More than 40 years after Richard Ambrose was sentenced to hang for murdering two New Brunswick police officers, he is continuing to deny that he shot the victims. At a hearing in British Columbia this month, Ambrose, 68, told the parole board that he was only hired to “bury something” – he just didn’t know ‘something’ was the bodies of two policemen, Const. Michael O’Leary and Cpl. Aurele Bourgeois of the Moncton police department. At a hearing February 1 (read parole document, after the jump), the board refused Ambrose’s bid for full parole, noting that in the past year he has becoming increasingly hostile with prison staff and he was charged twice with breaking prison rules. Ambrose, who has changed his name to Bergeron, was ordered to remain behind bars in B.C.
The parole board says, in its recent decision, that psychological testing completed recently found that Ambrose is a moderate-high risk to reoffend. He’s considered a moderate risk for violence towards an intimate partner.
He has a long history of belligerence and threatening behaviour. The new parole record notes that “you have continued to make threats towards those you feel have wronged you.” It reveals that Ambrose made threats toward a lawyer who had worked for him. “The lawyer believed that you may be able to carry out such threats, so police and your [case management team] were both advised,” the written record of the February 1 hearing states.
Ambrose told the board that he wants to live on Vancouver Island, if he’s released, but he provided no concrete release plan. He has no community support contacts in the area. Ever the pest, Ambrose warned the parole board that he intends to fight any decisions that keep him locked up and it’s his intention to “embarrass the Board and CSC” and pursue court action. Ambrose hasn’t been successful in the past. Last year, he was ordered to pay court costs to Corrections Canada after a failed court action.

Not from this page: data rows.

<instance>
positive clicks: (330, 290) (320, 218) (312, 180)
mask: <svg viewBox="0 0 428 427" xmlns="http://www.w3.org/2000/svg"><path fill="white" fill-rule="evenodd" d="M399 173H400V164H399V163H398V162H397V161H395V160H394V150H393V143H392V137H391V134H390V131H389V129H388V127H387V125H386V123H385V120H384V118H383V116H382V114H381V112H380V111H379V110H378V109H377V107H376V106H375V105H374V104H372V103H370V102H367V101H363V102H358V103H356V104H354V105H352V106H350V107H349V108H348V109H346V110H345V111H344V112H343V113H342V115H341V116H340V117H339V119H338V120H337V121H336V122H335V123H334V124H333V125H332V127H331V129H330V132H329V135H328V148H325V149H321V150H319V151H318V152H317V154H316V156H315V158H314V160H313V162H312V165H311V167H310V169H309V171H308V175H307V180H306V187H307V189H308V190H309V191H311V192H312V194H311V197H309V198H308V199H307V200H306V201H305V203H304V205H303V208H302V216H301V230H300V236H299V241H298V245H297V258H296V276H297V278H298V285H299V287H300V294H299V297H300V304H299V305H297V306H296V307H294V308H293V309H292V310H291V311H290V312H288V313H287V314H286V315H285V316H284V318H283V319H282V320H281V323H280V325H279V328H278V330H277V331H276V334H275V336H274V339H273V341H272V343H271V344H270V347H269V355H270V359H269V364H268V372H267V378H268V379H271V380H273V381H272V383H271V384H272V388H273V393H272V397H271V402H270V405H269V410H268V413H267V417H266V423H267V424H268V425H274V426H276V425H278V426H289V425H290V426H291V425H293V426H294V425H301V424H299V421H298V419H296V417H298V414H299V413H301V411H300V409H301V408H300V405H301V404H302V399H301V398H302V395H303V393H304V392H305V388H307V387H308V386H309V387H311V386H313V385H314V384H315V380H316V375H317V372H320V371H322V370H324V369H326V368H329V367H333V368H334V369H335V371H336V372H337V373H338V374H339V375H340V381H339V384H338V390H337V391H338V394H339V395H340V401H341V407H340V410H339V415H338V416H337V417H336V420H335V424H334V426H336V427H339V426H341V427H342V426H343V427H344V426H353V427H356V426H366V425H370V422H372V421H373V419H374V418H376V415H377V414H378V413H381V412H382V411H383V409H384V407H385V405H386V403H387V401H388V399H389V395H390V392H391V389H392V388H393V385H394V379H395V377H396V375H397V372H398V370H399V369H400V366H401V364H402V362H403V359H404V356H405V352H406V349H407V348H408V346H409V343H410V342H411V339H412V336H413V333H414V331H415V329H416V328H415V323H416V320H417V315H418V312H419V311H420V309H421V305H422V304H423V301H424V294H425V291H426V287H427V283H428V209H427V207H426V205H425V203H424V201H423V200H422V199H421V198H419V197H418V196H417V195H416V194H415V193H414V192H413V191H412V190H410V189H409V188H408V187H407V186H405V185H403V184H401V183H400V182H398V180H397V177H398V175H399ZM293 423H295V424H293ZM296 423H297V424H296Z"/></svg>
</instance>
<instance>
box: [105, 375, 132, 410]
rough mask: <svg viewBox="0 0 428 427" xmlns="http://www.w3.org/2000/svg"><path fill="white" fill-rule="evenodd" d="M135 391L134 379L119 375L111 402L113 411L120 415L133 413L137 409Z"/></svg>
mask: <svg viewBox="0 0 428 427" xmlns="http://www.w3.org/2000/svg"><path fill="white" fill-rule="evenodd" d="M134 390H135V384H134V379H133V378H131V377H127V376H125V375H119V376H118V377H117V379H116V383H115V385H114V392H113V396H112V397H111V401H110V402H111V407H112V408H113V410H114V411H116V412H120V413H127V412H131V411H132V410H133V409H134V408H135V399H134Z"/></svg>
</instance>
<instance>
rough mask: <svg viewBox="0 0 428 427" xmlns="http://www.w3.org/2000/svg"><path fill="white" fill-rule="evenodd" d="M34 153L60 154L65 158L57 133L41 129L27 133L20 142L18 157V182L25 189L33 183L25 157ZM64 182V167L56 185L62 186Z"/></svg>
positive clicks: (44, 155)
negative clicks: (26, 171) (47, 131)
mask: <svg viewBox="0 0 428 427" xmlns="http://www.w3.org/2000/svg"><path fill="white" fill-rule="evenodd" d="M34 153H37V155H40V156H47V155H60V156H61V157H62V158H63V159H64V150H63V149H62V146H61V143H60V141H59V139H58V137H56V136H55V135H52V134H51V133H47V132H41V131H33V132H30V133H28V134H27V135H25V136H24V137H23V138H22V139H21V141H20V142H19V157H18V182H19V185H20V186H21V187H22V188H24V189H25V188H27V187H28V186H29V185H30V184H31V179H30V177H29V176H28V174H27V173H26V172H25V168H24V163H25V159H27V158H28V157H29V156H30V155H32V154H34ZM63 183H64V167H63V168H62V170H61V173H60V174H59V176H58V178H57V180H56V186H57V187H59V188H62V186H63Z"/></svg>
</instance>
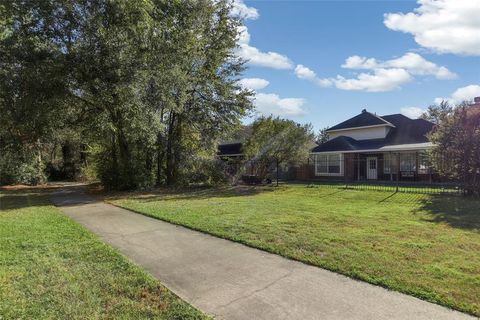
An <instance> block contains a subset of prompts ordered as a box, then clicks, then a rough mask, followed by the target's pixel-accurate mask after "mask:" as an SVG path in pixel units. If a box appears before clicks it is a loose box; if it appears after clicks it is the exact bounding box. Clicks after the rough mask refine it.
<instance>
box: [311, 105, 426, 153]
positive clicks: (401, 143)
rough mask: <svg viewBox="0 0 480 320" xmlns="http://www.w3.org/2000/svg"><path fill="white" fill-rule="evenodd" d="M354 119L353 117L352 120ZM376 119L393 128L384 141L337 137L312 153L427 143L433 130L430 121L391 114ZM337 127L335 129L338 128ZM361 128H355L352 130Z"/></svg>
mask: <svg viewBox="0 0 480 320" xmlns="http://www.w3.org/2000/svg"><path fill="white" fill-rule="evenodd" d="M363 114H364V113H361V114H360V115H359V116H361V115H363ZM357 117H358V116H357ZM376 117H377V116H376ZM354 118H356V117H353V118H352V119H354ZM365 118H366V117H364V119H365ZM368 118H370V117H368ZM378 118H380V119H382V120H384V121H385V122H386V123H390V124H391V125H393V127H392V128H391V129H390V131H389V133H388V134H387V136H386V137H385V138H384V139H369V140H355V139H353V138H350V137H346V136H338V137H336V138H334V139H331V140H329V141H327V142H325V143H323V144H321V145H319V146H316V147H315V148H313V149H312V152H329V151H332V152H333V151H355V150H358V151H362V150H376V149H380V148H382V147H385V146H393V145H404V144H416V143H424V142H428V138H427V134H428V133H429V132H430V131H431V130H432V128H433V123H431V122H430V121H427V120H424V119H415V120H414V119H410V118H408V117H406V116H404V115H402V114H391V115H386V116H382V117H378ZM352 119H349V120H347V121H344V122H342V123H340V124H339V125H342V124H343V123H346V122H349V121H350V120H352ZM361 122H362V121H358V120H355V121H352V122H350V123H353V125H356V124H358V123H361ZM339 125H337V126H335V127H338V126H339ZM370 125H373V124H370ZM362 126H363V125H362ZM362 126H355V127H352V128H356V127H362ZM335 127H333V128H335ZM333 128H330V130H332V129H333ZM346 128H348V127H343V125H342V129H346ZM333 130H335V129H333Z"/></svg>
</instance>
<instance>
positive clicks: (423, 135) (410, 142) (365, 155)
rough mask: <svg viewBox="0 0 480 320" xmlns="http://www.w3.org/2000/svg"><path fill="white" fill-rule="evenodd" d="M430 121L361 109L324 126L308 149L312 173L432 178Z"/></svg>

Ambrose was released from prison on day parole in 1999 but, after a fall that caused a brain injury, he assaulted an intimate partner and made threats towards others. Ambrose has sometimes claimed that he doesn’t remember the 1974 murders that put him behind bars, because of his brain injury, although his latest claim that he didn’t pull the trigger seems to suggest he remembers precisely what transpired 43 years ago. The only person who could corroborate Ambrose’s claim about his lack of culpability is conveniently dead. James Hutchison, the mastermind of the 1974 kidnapping that led to the murders of O’Leary and Bourgeois, died behind bars in 2011 at age 83.

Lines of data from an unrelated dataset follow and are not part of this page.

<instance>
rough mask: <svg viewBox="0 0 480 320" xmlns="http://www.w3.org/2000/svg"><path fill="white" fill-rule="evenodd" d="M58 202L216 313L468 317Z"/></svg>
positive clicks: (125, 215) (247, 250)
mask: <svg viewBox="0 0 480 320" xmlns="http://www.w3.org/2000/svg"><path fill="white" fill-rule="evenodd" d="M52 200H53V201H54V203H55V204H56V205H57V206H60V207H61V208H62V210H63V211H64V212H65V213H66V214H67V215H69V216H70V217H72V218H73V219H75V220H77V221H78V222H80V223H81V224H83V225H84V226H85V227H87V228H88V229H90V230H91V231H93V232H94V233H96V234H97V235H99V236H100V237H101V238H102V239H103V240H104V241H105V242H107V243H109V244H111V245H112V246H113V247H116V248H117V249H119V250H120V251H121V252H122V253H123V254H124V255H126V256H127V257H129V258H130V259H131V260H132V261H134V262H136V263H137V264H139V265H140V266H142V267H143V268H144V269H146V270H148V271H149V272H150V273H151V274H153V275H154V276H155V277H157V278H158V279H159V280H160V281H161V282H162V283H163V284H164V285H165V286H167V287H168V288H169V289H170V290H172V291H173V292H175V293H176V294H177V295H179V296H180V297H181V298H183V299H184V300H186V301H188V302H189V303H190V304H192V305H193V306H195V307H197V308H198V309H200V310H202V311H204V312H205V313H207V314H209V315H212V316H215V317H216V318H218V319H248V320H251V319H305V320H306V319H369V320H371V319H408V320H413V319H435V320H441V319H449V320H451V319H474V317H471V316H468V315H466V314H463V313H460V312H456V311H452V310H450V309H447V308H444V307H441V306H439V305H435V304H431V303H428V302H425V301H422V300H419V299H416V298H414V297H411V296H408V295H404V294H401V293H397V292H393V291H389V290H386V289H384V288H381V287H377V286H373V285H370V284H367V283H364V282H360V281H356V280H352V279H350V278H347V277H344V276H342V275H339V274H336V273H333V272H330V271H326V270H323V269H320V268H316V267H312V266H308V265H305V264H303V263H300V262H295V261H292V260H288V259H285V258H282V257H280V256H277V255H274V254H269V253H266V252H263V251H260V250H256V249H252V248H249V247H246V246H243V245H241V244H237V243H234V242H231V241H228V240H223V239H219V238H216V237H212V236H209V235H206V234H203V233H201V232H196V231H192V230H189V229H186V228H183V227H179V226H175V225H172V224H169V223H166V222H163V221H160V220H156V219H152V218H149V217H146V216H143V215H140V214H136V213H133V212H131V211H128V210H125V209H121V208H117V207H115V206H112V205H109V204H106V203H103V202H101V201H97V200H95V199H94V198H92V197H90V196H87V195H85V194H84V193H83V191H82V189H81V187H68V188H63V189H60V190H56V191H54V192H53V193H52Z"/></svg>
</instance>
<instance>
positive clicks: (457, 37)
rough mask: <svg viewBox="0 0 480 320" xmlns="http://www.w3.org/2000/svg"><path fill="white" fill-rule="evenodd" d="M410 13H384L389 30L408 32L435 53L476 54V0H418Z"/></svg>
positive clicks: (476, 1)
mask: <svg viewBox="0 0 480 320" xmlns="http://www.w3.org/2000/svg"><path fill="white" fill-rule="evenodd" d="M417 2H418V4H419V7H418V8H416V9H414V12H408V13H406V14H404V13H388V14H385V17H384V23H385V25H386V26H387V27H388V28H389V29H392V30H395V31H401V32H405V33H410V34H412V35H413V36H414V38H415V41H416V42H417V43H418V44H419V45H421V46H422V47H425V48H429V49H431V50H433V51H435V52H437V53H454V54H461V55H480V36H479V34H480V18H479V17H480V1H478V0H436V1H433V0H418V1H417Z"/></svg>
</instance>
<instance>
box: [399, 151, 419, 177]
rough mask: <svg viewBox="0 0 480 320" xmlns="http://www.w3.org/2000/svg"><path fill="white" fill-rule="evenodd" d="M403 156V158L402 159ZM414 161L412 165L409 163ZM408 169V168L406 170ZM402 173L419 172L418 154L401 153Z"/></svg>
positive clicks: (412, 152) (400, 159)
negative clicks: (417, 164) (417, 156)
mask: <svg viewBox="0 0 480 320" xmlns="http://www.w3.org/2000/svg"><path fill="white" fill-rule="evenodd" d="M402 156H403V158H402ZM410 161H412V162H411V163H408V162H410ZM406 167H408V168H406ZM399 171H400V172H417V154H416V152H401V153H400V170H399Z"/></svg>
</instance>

Hutchison and Ambrose kidnapped the 14-year-old son of a wealthy Moncton restaurateur, Cy Stein, in December 1974. Stein paid a $15,000 ransom to the kidnappers, who returned the boy unharmed. O’Leary and Bourgeois were part of the police dragnet hunting the kidnappers and had been assigned to check out a suspicious car when they disappeared.

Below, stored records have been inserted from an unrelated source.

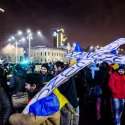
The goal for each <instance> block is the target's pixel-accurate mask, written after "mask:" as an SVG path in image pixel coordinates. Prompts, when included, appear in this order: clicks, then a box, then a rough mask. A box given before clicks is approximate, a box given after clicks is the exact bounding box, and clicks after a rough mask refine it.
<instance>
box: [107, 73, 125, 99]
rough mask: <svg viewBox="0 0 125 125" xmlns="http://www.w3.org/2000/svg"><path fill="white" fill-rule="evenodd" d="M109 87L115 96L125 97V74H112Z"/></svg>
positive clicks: (112, 94)
mask: <svg viewBox="0 0 125 125" xmlns="http://www.w3.org/2000/svg"><path fill="white" fill-rule="evenodd" d="M109 88H110V90H111V93H112V97H113V98H118V99H124V98H125V75H119V74H118V73H117V72H114V73H113V74H111V76H110V79H109Z"/></svg>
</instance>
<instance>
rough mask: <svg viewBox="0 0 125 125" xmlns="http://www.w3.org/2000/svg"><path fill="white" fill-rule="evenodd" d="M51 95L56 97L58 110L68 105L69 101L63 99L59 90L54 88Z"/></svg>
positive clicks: (66, 99) (62, 96)
mask: <svg viewBox="0 0 125 125" xmlns="http://www.w3.org/2000/svg"><path fill="white" fill-rule="evenodd" d="M53 93H54V94H55V95H56V96H57V98H58V100H59V103H60V109H61V108H62V107H63V106H64V105H65V104H67V103H69V101H68V100H67V99H66V98H65V96H63V95H62V94H61V93H60V92H59V90H58V89H57V88H56V89H55V90H54V91H53Z"/></svg>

Hutchison and Ambrose subdued the two police officers and took them to a wooded area about 25 kilometres outside Moncton, where they were shot in the head and buried in shallow graves. (Read a detailed account of the crime).
Dale Swansburg, a retired RCMP officer who caught the killers, told me in 2009 that the pair should have been hanged. Their sentences were commuted to life in prison after capital punishment was abolished in 1976.
“When they committed the crime, there was capital punishment,” Swansburg said. “It should have been carried out.”